Think Before You “Share”
Recently I saw a YouTube video posted on facebook called “Rich Kids of Instagram.” (http://richkidsofinstagram.tumblr.com/). The video featured a group of twenty-somethings unselfconsciously sharing their pictures of lavish beach parties, consuming countless bottles of Dom Perignon champagne, getting off their private jet in the Hamptons, all of which they post on websites to impress their friends. Over the top—right?
It got me to wondering if those of us with more modest means who try to hold to a Christian ethic of a simple life, attempting to respect the environment and meet the needs of the poor, have not succumbed to a similar temptation. When does sharing our blessings on Facebook become flaunting them? A few cases in point culled from those I follow on facebook: A priest wonders whether three trips to England is too much for one year. A deputy to General Convention posts the nightly dinner menu (with pictures) taken at Indianapolis’ most posh restaurants. A vacationing Senior Warden shares several pictures each day of the lavish golf courses he is playing in Hawai’i; a bishop poses with glamorous Hollywood celebrities at a recent fundraiser.
For my part I can think of times where I have done similarly, including sharing snapshots of the red rocks taken from the balcony of my home in Sedona, Arizona, purportedly one of the state’s more affluent communities.
What must our readers think? What are we thinking? Are we on some subconscious level advocating our own Episcopal brand of the “prosperity Gospel” (follow Jesus and he will add to your bank account) or is this simply inadvertent boasting—”see what I have?” Don’t you wish you you had this too?
And can we include in our public boasting our quickness to broadcast photographs of our beautiful grandchildren, or gatherings of our huge number of happy wine-drinking friends, or our designer wardrobe? It is likely that those of our acquaintances who don’t enjoy such gifts will either be hurt, or simply envious, and envy is one of the seven deadly sins we don’t want to be responsible for engendering in others.
I am convinced that we Christians, especially those of us who are ordained, are not doing ourselves or our church any favors by these public displays of our material blessings.

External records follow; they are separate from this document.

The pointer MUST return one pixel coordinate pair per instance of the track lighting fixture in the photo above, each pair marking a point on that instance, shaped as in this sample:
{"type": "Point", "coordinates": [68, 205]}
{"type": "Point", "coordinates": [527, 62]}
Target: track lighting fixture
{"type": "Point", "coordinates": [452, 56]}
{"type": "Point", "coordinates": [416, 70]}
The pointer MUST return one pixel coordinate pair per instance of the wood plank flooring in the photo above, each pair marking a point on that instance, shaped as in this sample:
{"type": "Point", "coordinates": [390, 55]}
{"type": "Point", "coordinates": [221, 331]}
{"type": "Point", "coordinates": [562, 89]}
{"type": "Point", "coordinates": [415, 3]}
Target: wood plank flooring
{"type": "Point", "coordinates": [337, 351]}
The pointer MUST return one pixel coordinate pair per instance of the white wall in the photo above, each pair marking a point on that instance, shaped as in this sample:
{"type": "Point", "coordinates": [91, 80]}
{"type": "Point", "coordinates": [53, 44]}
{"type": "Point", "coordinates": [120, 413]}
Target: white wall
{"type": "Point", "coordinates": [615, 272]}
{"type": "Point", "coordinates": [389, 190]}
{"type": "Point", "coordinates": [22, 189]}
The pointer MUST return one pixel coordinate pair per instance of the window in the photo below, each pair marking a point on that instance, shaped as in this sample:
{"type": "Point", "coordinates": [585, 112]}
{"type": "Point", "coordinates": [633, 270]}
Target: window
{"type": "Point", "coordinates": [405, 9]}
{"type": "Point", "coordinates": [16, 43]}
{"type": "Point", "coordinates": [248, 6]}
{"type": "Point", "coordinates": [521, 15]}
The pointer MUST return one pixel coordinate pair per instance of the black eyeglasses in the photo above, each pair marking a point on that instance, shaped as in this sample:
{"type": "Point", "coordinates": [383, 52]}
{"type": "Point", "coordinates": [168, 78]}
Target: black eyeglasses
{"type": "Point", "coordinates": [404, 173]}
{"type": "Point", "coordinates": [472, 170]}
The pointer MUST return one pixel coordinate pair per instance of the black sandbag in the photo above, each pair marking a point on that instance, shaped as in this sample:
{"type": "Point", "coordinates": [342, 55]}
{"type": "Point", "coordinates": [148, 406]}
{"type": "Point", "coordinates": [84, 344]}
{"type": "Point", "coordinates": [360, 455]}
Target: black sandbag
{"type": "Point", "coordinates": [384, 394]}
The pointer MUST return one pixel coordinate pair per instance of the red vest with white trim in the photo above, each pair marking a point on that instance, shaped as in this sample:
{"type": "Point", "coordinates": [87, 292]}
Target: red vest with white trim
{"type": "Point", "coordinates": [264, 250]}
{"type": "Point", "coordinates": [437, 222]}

We are a Christian denomination which has always advocated for the poor and for a just economy, but do we practice what we preach? Or are we more driven to impress our friends with what we have than to advocate for those who have not?
We might fool ourselves by thinking that our postings are only for our friends—although why should we boast to our friends?—but if there is one thing that social media has taught us, it is that anything we post on the web has the potential for becoming public in a big way. The average facebook member has several hundred friends and they in turn each have several hundred. In such a geometric progression it doesn't take much for our innocent boast about our new SUV, European vacation, or five-star restaurant meal to go viral.
Jesus is always reminding his followers about the danger of attachment to things, material possessions, power, and prestige—you all know the proof texts. What is even worse for Jesus is when we use our possessions in ways which harm others. It is often said that social media is “word of mouth on steroids” for its power to reach so many people so quickly. What are the words in our mouth, or on our facebook page? Facebook bragging is bragging on steroids and it has the power to harm not only our own soul, but the faith of those around us.
Let’s “share” the things that really matter.